Meager subspaces of a Banach space and weak-* convergence
Update: Here is a ZFC (probably even ZF+DC) counterexample for Q1. It's from probability and kind of indirect, maybe someone will be able to find something shorter.
Let $X = C_0([0,1])$, the space of continuous functions $\omega$ on $[0,1]$ having $\omega(0)=0$. Fix $0 < \alpha < 1/2$ and let $E = C^{0,\alpha}([0,1]) \cap X$ be the subspace of $\alpha$-Hölder continuous functions. There are several ways to see that $E$ is meager in $X$. For instance, by Arzelà-Ascoli, the balls of $E$ under the Hölder norm are compact in $X$, hence $E$ is a countable union of compact sets, each of which is nowhere dense in $X$ by Riesz's lemma. Or, the argument mentioned in the question: $E$ is Banach in its own norm, hence analytic in $X$, hence has the Baire property in $X$, hence must be meager. (That doesn't work because $E$ is not separable in its own norm, hence not Polish.)

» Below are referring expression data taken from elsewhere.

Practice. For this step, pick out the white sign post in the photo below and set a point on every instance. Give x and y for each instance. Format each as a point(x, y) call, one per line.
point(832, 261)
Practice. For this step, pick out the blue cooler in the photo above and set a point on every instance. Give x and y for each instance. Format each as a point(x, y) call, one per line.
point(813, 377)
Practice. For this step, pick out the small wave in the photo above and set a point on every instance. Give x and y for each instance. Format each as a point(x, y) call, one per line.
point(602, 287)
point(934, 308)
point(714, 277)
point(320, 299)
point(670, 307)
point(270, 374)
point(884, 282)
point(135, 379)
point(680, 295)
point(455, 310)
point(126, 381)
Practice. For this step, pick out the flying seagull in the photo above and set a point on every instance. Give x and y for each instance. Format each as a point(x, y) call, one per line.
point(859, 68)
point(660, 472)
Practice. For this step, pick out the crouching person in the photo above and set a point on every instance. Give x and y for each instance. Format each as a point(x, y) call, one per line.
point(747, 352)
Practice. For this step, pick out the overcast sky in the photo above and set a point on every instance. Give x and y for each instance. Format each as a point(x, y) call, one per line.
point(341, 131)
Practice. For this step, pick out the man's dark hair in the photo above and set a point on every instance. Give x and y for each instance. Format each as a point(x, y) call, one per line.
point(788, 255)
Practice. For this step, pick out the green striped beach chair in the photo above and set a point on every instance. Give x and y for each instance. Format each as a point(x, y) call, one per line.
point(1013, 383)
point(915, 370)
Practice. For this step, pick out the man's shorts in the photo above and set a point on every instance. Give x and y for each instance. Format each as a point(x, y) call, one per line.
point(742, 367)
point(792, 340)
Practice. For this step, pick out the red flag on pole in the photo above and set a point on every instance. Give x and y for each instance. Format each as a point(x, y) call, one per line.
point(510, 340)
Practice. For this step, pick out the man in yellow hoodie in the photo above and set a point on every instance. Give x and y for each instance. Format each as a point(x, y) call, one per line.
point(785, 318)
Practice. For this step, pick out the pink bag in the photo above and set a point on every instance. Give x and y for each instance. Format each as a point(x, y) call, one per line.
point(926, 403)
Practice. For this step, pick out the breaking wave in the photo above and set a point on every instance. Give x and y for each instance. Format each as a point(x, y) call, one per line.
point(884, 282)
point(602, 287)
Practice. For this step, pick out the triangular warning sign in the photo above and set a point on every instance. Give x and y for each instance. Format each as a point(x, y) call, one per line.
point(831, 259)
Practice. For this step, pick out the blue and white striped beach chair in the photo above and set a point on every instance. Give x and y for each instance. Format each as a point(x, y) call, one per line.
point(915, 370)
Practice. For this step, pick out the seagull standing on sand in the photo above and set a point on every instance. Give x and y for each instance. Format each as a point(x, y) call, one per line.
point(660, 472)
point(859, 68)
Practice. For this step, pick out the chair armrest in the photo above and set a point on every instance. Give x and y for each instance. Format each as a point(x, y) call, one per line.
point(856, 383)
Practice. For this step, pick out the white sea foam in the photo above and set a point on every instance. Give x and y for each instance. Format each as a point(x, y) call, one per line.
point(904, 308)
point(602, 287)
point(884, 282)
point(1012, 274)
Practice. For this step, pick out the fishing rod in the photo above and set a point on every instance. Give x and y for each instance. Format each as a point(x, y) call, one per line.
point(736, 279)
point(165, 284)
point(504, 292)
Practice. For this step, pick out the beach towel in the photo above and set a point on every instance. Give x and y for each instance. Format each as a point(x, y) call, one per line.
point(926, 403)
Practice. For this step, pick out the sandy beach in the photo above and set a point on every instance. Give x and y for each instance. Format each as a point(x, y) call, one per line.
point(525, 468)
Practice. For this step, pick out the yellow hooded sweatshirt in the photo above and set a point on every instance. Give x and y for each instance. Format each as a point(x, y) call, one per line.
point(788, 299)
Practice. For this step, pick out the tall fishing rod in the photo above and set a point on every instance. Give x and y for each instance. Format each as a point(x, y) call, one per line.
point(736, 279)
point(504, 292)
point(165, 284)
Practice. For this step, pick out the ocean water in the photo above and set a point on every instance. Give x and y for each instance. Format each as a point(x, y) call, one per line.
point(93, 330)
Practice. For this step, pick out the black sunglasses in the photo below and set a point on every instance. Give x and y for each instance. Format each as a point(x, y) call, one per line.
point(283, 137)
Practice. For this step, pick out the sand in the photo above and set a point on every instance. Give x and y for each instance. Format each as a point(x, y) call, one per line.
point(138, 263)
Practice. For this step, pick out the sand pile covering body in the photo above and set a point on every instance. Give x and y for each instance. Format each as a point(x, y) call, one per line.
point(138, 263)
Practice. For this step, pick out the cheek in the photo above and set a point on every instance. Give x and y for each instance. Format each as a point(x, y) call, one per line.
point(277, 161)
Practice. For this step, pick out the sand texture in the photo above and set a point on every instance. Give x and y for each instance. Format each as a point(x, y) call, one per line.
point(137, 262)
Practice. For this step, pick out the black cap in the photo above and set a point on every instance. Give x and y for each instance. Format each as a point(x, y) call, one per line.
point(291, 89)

Now let $\mu$ be the Wiener measure on $X$. It is well known that $\mu(E) = 1$, since Brownian motion is almost surely $\alpha$-Hölder continuous for any $\alpha < 1/2$. On the other hand, suppose $F$ is any nowhere dense subspace of $X$, so that its closure is a proper closed subspace of $X$. By Hahn-Banach there is a nonzero continuous linear functional $f$ that vanishes on $F$. Now $\mu$ is a nondegenerate Gaussian measure on $X$, so $f$ has a nondegenerate one-dimensional Gaussian distribution under $\mu$; in particular, $\mu(F) \le \mu(\{f = 0\}) = 0$. Thus every nowhere dense subspace has measure zero, so by countable additivity, $E$ cannot be a countable union of such.

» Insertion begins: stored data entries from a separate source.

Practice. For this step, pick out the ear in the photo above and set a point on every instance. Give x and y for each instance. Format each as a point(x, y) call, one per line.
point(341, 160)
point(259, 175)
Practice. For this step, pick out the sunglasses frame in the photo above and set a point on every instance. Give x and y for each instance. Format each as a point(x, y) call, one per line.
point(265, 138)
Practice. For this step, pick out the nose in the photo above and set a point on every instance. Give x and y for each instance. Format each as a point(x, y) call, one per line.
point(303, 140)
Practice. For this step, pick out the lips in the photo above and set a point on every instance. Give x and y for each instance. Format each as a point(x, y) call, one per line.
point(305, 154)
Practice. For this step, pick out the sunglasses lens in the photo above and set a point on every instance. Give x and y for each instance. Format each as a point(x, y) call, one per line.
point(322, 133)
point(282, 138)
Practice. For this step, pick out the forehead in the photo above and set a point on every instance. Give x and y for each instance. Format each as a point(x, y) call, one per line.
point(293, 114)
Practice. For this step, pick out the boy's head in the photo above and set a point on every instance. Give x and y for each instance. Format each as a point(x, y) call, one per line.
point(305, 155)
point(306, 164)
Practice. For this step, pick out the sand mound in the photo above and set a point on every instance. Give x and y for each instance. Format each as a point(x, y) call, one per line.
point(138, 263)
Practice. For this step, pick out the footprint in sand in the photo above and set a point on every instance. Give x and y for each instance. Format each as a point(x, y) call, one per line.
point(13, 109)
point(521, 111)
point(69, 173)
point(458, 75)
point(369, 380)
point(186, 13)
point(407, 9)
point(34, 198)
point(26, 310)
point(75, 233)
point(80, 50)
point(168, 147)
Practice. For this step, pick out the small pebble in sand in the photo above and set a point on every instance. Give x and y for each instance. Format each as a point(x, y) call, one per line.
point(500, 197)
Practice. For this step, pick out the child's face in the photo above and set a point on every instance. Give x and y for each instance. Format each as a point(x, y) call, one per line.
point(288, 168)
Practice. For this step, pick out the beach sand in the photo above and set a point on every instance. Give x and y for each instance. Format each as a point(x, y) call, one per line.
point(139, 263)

Previous answer. It is consistent with ZF+DC that the answer to Q1 is No.
Consider an example in which $E$ is separable Banach in a stronger norm $\|\cdot\|_E$; for instance, $X = L^2([0,1])$ and $E = C([0,1])$. Then $E$ is analytic in $X$, hence has the Baire property, hence must be meager. If $E$ can be written as a countable union of subspaces $E_n$ then by Baire category one of them must be nonmeager with respect to $\|\cdot\|_E$, hence doesn't have the BP in $E$. But Shelah proved it is consistent with ZF+DC that every subset of a Polish space has the BP.
In our specific example we can see explicitly that $C([0,1])$ is meager in $L^2([0,1])$: the sup-norm balls $B_n = \{f : \|f\|_\infty \le n\}$ are closed in $L^2$ with empty interior.
I don't see whether this helps us with Q2.